Кошка поднялся, толкнул слугу своего, дабы не спал покуда, и направился проверять сторожу, поставленную им у ближнего к Орде края дубравы. Там, у речки Смолки, затаилась сотня сторожевая. Не дремлют ли тоже? Не приведи бог, коли выведает Мамаево око их засадный полк — надежду великого князя, надежду завтрашнего дня...
— На стрелы не наступи! — сердито одёрнули Кошку.
— Подбирай! Стопа — не лик, очи не держит! В нём не признали боярина, и говор не утих:
— А Тимофей-то, Вельяминов-то — на поле стал! Не держит зла супротив великого князя!
— Из-за племянника зло держать — самому дороже...
— Ванька жил — не человек, умер — не боярин.
— А у его, болтали, на Москве баба осталась красава...
— Краса-ава! На крыльцо выйдет — три дня собаки лают!
— Вот у боярина Тютчева истинно красава и ликом — что твоя богородица. Предивной красы боярыня.
— Она не боярыня по роду! Он её из Орды выкупил!
— Жену по мужу чтут! А он божье дело створил, поди-ко радости-то ей!
— Надо бы! Из неволи да в добры руки...
Кое-где ещё ужинали и пахло над поляной вяленой рыбой, хлебом и квасом из берёзовых туесков, привезённых от самой Москвы в перемётных сумах. Дома жёны цедили тот квас, детишки ныряли в напогребницы за рыбой, дочери завёртывали хлеб в чистую холстину...
— Отче, вернись к нам!
Кошка вздрогнул. Ему показалось, что он услышал эти слова. Остановился, зачем-то придержав ладонь на рукояти меча, но устыдился этого жеста и того, что явившийся его слуху детский голос вдруг так нежданно кольнул. Огляделся. Поляна была уже позади. Последняя тысяча, с самого краю, еле слышно ворочалась во тьме. Впереди, саженях в двадцати, должна кончиться Зелёная дубрава, и откроется невидимое пока Куликово поле, уходящее вправо и вдаль...

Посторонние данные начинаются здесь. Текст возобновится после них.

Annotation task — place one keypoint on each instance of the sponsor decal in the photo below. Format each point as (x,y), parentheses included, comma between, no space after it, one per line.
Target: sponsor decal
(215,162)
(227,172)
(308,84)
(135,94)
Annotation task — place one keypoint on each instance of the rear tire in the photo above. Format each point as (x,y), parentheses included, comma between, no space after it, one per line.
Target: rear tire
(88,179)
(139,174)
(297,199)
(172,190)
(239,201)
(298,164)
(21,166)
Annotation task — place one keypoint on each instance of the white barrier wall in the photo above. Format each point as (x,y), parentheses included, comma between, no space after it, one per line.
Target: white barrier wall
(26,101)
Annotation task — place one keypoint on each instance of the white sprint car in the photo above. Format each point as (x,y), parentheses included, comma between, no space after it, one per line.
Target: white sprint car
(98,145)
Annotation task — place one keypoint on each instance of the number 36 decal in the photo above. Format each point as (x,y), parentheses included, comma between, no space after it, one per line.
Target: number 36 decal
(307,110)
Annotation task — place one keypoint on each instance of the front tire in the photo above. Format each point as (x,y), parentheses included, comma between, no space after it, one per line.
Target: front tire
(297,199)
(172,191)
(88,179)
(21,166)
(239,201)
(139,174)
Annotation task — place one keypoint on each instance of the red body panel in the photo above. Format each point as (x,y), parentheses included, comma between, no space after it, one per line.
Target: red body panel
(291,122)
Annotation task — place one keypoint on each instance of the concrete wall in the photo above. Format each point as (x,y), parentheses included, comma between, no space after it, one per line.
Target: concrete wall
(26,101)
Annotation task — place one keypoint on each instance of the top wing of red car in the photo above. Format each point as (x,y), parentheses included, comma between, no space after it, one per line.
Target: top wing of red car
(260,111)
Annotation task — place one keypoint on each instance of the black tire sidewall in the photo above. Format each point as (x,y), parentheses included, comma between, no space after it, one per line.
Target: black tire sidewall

"Сохрани и помилуй..." — прошептал Кошка и двинулся вперёд. Не доходя до Смолки, до потаённых сторожей, он снова остановился, поражённый ещё одним видением: далеко-далеко, за Красным холмом, откуда-то снизу, куда уходило поле, будто из преисподней, подымался красный, воспалённый отсвет во всю ширь неба над ордынской стороной.
"Они!" — только и подумал Кошка, и рука его твёрдо ухватила рукоять тяжёлого меча. Он напрягал слух, стремясь расслышать хоть какие звуки со стороны того неземного, адова отсвета, но только лёгкий ропот за спиной засадного полка да стук собственного сердца нарушали тишину. Были и ещё звуки — те, что Кошка пока не брал в разум. Это был ровный гул русского воинства, ставшего на поле, но вот сквозь этот гул явственно донёсся тревожный, по-зимнему голодный вой волков, взалкавших человеческой плоти...
— Сие грядёт неминуемо... — прошептал Кошка, не отрываясь взором от чудовищного зарева, невероятного в своих размерах. Такого он не видывал в былых походах с пожарищами, о таком не слыхивал от стариков. Он смотрел туда и невольно косил глазом чуть вправо, назад, невольно же сравнивал размеры этих ночных огней — свои и те, что вдали, за холмом, — сравнивал, и тяжёлый ком заваливался ему через гортань прямо в живот и холодил, и каменил ноги, руки, всё его ещё молодое и жаждущее жизни существо. Этот страх, свалившийся на него, вмиг осознанный и перемогнутый им, навёл на мысль: как-то там потаённая сторожа? И он кинулся к Смолке-реке.